Be an Opportunity Maker

Writer Kare Anderson spoke about the process to discover one's talents from her perspective as a shy person. She found the meaning of her life in helping other people use their own talents and passions. She invites her audience to think of the questions: “What kind of opportunity makers we might become?"

While being a trends reporter she had to have loads of contacts and she had to put herself in the reader's shoes to try to understand how different tendencies could affect their lives. In terms of those she defines as opportunity makers, she believes “they are people actively seeking situations with people unlike them.” Anderson believes opportunity makers are not outraged or insulted by differences, but they are fascinated by them.

Finally, she summarized three main traits of opportunity makers. The first one is that they become pattern seekers. The next is that they get involved in different worlds than their own. Finally, Anderson believes opportunity makers communicate to connect around hubs with people with shared interests.

Also read: WHAT IS BODYFULNESS ABOUT?

Embracing Otherness, Embracing Myself

The famous actress Thandiwe Newton gave a TED Talk about her otherness. Both her childhood as a multicultural kid and her work as an actress in which she impersonates different selves, have taken her to reflect on the concept of self, and if it is actually our real expression to the world or a projection based on other people's projections.

Newton felt like she never fit since she was five. With British-Zimbabwean roots, she was constantly told her color, hair and history weren't right, so her self became defined by what she calls “otherness.” This produced her anxiety, shame, and hopelessness. Now she defines race as an illegitimate concept humanity has created based on fear and ignorance.

When she discovered acting at 16 she felt at peace as her "dysfunctional self" plugged into another self. Newton says she thought that because she could feel others she had nothing of herself to feel. However, with time came respect, she stopped shaming that self and started living more from her essence.

She believes the solution is oneness, which means connections with the world and others. According to her, “We haven't figured out how to live in oneness with the earth and every other living thing, we've just been insanely trying to figure out how to live with each other. Only we are not living with each other, our crazy selves are living with each other and perpetuating an epidemic of disconnection.”

My Year Reading a Book From Every Country in the World

Ann Morgan found a massive "cultural blind spot" in her reading and felt shame. “I decided to prescribe myself an intensive course of global reading, I was a clueless literary xenophobe.” She started reading a book per country in a year but struggled to find translations and choose the books. Four days after asking for book recommendations she got a message from a woman in Kuala Lumpur who sent her a Malaysian and a Singaporean book.

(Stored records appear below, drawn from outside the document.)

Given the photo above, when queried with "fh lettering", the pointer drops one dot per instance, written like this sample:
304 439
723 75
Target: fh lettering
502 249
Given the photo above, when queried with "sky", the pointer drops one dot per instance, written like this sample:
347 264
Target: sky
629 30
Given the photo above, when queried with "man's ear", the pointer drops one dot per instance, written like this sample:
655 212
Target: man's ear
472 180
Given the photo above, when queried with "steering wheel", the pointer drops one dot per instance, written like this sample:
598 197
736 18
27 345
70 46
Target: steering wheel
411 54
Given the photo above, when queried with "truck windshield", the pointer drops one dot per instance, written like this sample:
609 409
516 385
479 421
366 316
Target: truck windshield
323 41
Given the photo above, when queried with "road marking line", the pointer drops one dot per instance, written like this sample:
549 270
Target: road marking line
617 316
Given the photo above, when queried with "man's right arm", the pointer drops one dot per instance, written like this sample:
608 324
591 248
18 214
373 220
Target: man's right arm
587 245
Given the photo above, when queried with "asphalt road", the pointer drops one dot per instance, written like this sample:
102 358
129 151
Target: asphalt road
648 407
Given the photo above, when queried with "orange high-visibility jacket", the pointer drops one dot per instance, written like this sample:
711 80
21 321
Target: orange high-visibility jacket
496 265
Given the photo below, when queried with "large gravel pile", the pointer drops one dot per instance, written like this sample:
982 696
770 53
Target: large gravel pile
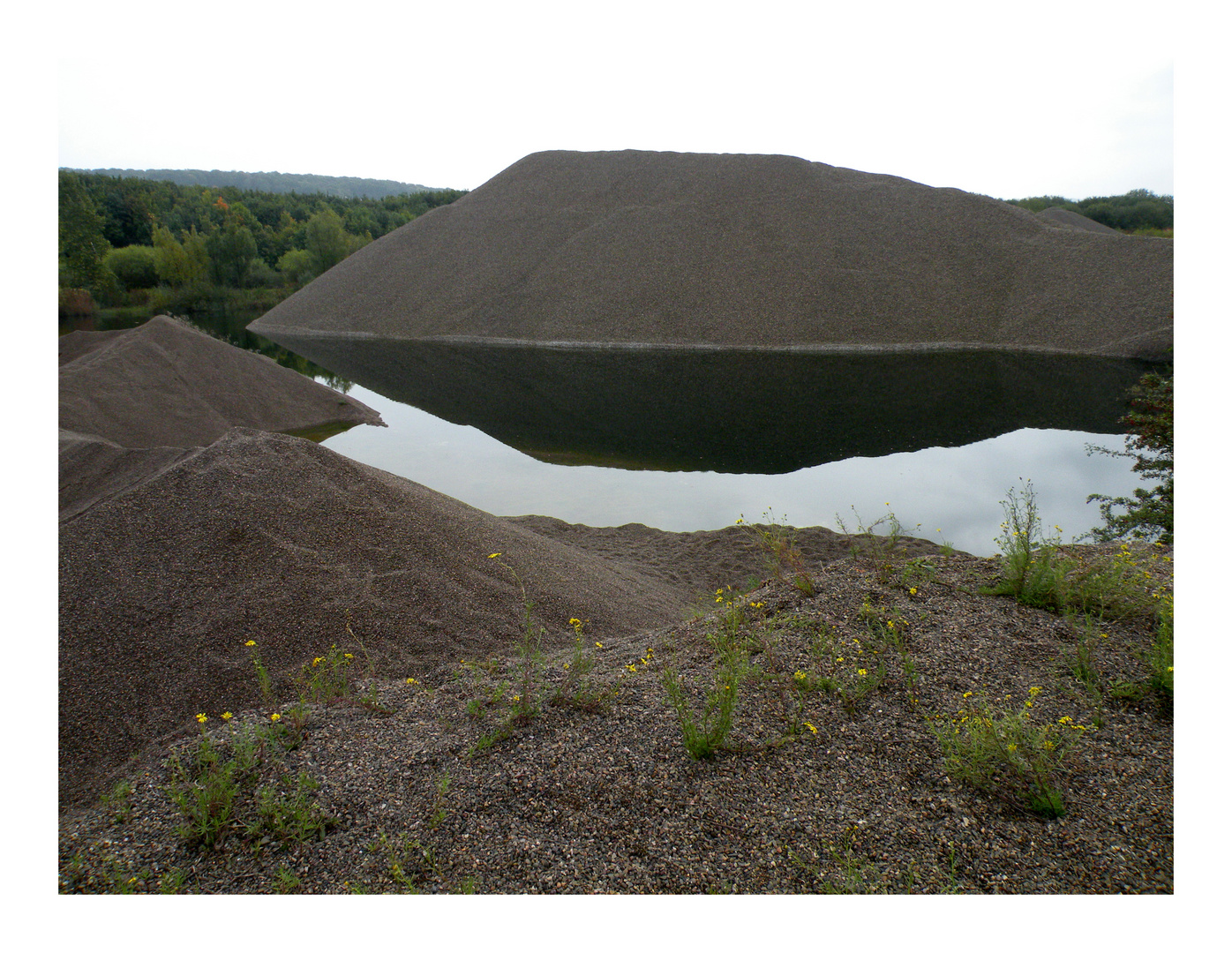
277 539
136 401
167 385
738 250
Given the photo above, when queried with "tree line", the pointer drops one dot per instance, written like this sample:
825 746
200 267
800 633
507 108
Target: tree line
1138 209
304 184
127 242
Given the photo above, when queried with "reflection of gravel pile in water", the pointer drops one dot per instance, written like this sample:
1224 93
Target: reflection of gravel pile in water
274 538
740 250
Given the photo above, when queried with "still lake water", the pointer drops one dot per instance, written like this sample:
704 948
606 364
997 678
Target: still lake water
687 441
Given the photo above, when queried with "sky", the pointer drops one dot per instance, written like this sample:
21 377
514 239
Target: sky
1069 100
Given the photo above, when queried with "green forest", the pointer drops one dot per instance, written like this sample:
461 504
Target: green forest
131 248
1138 212
304 184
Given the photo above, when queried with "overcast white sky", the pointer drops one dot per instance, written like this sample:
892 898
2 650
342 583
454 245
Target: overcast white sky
1070 99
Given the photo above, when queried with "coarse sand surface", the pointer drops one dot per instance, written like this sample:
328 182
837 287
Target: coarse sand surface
640 248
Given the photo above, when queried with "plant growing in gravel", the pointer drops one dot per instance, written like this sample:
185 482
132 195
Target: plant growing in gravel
205 791
1148 514
286 813
531 657
327 678
263 675
1008 754
879 550
706 729
577 690
778 542
120 802
210 784
1036 573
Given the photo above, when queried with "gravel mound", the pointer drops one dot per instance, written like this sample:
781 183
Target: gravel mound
275 538
636 248
1069 218
167 385
136 401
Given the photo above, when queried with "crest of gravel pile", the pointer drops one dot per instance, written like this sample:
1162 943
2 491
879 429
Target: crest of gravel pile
275 538
167 385
136 401
281 541
637 248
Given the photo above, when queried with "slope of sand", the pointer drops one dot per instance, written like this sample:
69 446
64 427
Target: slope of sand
167 385
641 248
275 538
134 401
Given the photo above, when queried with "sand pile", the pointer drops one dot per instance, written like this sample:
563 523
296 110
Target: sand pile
134 401
1066 218
738 250
274 538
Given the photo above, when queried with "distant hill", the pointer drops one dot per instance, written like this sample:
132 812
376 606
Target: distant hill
304 184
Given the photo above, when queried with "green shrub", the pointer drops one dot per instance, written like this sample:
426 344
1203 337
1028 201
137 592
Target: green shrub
1008 754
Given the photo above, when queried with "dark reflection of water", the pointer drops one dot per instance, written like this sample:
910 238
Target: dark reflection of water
731 411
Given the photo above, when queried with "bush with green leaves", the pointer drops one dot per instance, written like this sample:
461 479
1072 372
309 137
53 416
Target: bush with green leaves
1010 754
705 726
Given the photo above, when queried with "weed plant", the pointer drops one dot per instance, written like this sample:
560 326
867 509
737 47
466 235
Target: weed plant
1008 754
1036 572
880 551
705 728
214 785
778 542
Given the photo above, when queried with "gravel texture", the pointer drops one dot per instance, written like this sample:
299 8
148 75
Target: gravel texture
640 248
605 798
167 385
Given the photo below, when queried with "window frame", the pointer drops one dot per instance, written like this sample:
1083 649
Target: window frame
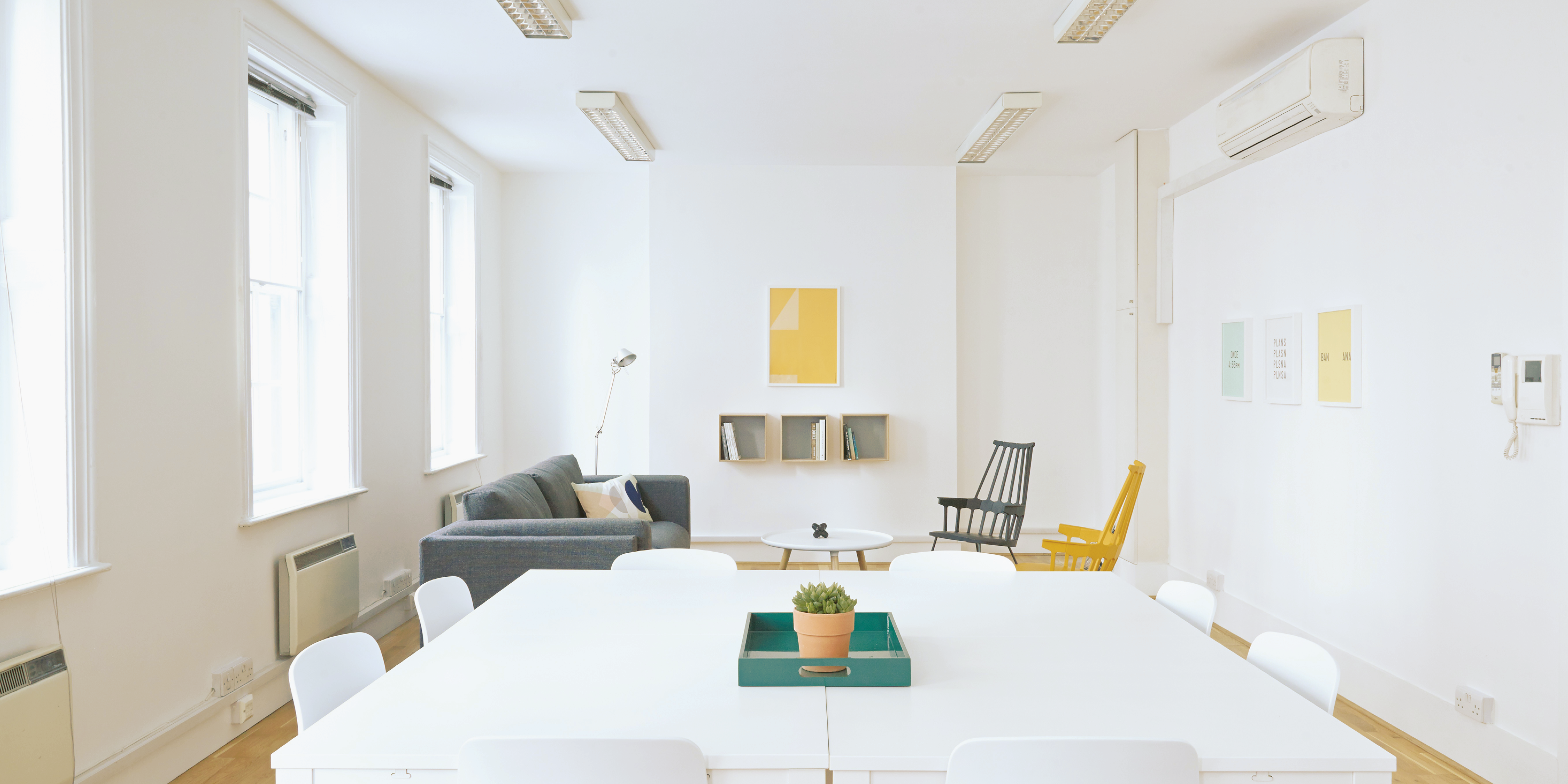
80 557
468 178
264 49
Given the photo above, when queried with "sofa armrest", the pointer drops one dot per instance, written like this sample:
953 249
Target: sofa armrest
490 563
668 496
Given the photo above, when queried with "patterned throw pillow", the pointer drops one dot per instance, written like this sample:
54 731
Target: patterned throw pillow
617 498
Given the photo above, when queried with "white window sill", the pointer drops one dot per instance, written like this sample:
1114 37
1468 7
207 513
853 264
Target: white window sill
438 468
305 501
52 579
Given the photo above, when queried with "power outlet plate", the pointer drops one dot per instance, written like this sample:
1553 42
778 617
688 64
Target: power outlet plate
233 676
397 582
1475 705
242 709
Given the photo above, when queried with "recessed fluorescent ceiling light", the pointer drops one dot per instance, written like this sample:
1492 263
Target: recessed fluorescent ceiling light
540 18
610 117
998 125
1087 21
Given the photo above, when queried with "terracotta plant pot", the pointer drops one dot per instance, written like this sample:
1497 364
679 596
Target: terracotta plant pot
824 637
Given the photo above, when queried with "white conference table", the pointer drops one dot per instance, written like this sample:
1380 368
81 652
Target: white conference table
653 655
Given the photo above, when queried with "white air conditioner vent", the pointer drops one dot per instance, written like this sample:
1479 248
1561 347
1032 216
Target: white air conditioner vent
1318 90
317 592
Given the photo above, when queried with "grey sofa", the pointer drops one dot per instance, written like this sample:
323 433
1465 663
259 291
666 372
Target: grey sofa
532 521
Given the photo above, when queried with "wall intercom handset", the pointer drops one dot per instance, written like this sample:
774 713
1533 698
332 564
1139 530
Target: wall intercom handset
1526 388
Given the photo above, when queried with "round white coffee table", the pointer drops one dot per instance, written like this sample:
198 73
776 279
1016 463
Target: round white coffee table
839 540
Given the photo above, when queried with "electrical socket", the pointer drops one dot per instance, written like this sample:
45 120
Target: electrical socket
1475 705
397 582
233 676
242 709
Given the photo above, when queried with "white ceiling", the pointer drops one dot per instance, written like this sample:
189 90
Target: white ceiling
847 82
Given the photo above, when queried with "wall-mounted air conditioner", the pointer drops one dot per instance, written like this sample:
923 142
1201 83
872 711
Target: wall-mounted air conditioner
1318 90
317 593
35 719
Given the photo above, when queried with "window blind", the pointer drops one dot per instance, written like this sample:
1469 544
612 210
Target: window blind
280 89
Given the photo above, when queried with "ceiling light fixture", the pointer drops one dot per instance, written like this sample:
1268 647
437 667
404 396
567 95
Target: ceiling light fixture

This repeated, “It turns out if you want to read the world, if you want to encounter it with an open mind, the world will help you.” She even found Portuguese-speaking collaborators from around the world that translated a book from Sao Tome and Principe Island. This taught her about the strength in vulnerability “My not knowing and being open about my limitations brought together people on a creative project.”

She humbly reflects, “I don't want to suggest that it's at all possible to get a rounded picture of a country simply by reading one book. But cumulatively, the stories I read that year made me more alive than never before to the richness, diversity, and complexity of our remarkable planet.” Through her literary journey, she discovered the power books have to connect people across political, geographical, cultural, and religious divides. She aims to encourage editors to translate more texts from all around the world.